Crop Insurer Says Saskatchewan Had 25% Fewer Acres That Were Too Wet to Plant

Saskatchewan, Canada’s largest wheat and canola producer, had 25 percent fewer acres that were too wet to plant this year, the province’s insurer said.

A total of 1.5 million acres of an approximate 27 million acres of insured farmland has not been seeded this year due to wet conditions, down from about 2 million acres in 2012, according to the Saskatchewan Crop Insurance Corp., a government-owned company in Melville, Saskatchewan, that provides insurance and financial services to farmers.

Some areas in the southeast near the U.S. border and around Saskatoon were too wet to seed, Shawn Jaques, the chief executive officer for SCIC, said in a telephone interview from Regina. A total of 6,000 claims have been processed and the insurer will pay out C$67 million ($63.9 million) to farmers, he said.

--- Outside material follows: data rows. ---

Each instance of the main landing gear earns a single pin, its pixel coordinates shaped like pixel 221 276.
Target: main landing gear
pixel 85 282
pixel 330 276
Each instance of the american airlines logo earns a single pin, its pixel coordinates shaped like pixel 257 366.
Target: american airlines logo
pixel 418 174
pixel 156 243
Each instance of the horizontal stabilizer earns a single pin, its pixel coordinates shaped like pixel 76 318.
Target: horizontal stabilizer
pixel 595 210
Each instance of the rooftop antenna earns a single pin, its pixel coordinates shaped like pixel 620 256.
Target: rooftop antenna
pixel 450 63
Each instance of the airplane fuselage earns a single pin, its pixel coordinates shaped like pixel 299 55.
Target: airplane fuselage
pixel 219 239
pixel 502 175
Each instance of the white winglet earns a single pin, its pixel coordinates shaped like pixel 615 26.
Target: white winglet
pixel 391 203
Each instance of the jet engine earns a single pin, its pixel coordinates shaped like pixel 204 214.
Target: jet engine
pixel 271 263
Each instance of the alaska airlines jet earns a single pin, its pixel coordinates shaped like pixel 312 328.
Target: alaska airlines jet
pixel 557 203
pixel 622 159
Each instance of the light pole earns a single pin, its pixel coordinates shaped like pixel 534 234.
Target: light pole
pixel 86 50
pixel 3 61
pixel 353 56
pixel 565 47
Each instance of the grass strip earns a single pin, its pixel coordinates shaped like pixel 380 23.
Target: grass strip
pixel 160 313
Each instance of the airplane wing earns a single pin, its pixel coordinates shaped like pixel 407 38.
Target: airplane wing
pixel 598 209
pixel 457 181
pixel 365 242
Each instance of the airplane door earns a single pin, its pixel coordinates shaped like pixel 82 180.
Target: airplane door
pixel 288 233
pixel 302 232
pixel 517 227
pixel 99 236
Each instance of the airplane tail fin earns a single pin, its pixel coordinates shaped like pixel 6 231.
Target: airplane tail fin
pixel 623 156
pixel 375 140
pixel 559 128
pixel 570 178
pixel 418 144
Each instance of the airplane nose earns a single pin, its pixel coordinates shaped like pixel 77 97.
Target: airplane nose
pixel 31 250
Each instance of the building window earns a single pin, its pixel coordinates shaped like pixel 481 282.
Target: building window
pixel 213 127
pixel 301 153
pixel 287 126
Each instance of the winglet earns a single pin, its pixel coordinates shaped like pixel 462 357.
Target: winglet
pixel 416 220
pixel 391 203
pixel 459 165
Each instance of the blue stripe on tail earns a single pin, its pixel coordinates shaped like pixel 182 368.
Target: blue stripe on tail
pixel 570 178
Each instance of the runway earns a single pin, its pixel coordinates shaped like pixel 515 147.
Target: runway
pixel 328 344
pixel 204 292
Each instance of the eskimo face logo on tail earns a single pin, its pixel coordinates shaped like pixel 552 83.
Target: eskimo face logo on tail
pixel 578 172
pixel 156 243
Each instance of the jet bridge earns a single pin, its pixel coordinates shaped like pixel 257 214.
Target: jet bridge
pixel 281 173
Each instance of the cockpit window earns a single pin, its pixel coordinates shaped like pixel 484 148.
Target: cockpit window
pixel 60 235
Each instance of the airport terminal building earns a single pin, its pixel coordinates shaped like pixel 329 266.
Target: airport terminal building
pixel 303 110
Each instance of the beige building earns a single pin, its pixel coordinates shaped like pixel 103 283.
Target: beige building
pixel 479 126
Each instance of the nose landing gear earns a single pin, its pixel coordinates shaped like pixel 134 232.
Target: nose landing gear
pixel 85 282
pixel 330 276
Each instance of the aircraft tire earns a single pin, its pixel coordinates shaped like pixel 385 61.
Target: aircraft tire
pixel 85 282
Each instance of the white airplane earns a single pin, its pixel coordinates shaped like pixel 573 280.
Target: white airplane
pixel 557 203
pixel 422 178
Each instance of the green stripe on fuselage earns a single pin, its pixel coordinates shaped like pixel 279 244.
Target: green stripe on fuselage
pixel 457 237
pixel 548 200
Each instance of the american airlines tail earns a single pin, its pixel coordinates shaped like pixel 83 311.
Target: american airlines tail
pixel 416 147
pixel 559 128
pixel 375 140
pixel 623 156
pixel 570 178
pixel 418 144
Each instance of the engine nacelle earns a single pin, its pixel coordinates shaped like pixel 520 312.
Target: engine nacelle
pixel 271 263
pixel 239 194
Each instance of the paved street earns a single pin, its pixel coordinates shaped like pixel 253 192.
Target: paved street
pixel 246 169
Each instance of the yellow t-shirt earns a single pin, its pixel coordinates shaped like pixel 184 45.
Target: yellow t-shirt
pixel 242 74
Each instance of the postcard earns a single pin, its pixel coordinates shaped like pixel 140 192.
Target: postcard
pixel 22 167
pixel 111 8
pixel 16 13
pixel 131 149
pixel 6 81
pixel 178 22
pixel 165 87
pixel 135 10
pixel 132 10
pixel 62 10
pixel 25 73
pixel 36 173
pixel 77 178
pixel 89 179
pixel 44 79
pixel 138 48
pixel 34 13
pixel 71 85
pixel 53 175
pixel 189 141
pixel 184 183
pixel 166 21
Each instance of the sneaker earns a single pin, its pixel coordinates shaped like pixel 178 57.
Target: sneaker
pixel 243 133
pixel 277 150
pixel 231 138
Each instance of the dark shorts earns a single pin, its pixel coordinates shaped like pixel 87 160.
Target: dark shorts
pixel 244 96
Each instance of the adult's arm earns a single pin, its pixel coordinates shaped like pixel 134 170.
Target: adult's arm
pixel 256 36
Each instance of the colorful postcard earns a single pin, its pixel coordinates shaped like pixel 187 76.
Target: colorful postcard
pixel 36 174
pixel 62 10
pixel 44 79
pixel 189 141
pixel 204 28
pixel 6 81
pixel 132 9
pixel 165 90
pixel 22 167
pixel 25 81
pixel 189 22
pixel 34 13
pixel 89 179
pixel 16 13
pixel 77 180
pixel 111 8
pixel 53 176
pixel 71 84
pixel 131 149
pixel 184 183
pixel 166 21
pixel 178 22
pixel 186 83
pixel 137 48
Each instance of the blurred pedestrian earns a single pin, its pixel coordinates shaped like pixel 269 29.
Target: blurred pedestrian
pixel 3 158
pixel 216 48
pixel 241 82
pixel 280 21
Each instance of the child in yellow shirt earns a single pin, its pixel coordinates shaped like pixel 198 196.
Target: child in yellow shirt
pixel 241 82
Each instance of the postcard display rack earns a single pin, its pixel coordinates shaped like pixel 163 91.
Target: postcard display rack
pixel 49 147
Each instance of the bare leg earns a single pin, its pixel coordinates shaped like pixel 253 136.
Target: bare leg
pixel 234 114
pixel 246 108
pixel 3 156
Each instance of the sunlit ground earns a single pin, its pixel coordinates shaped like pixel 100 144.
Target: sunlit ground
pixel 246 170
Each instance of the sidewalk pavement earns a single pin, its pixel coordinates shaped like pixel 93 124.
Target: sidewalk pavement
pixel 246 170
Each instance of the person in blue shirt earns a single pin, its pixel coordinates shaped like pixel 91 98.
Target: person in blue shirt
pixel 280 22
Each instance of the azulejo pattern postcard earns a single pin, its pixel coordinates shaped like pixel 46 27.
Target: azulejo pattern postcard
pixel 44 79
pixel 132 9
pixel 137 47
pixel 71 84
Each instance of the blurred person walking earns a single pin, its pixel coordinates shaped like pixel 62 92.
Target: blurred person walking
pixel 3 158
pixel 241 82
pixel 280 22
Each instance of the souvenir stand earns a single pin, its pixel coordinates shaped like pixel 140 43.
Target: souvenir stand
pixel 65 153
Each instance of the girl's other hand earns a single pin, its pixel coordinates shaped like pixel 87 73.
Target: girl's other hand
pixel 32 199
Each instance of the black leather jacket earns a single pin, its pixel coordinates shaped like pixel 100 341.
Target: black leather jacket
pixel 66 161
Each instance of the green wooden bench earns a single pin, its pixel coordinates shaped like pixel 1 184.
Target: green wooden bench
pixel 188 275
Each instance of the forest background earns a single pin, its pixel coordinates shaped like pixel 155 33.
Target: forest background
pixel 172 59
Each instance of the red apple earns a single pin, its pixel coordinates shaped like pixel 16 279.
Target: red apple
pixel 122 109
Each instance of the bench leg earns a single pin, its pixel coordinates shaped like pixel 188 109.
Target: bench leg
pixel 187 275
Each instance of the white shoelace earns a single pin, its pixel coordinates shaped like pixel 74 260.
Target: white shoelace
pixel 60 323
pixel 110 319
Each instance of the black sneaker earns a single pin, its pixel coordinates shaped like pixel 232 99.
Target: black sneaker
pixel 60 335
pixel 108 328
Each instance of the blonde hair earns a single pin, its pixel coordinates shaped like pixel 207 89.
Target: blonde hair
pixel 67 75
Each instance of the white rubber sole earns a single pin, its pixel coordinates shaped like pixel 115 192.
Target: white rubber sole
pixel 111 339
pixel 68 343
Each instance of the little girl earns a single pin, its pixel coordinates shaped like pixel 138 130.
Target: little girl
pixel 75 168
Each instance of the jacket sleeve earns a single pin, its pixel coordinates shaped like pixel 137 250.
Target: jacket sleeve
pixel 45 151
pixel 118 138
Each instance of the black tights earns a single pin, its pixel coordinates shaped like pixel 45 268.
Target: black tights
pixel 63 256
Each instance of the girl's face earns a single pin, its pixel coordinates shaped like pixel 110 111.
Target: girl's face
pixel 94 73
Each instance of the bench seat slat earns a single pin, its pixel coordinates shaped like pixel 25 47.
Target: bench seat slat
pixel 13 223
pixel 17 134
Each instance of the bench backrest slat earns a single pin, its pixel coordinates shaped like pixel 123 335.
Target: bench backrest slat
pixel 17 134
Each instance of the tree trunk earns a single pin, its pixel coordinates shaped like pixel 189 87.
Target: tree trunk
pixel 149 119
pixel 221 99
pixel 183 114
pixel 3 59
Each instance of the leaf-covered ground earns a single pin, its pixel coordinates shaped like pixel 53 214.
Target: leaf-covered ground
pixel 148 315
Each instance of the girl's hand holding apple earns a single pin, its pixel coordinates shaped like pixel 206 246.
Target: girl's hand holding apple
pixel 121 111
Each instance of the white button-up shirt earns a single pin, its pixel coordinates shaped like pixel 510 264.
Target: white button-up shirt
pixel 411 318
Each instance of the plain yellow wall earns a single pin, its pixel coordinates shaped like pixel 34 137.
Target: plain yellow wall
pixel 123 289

Saskatchewan has 44 percent of Canada’s cultivated farmland, and is the largest grower of spring wheat and canola. While rainfall delayed seeding in some parts of the province, farmers were able to get 96 percent of their crops in the ground by early June, the province’s agriculture ministry said in a report today.

A record 6.8 million acres of farmland went unseeded in 2010 due to excess moisture, Jaques said.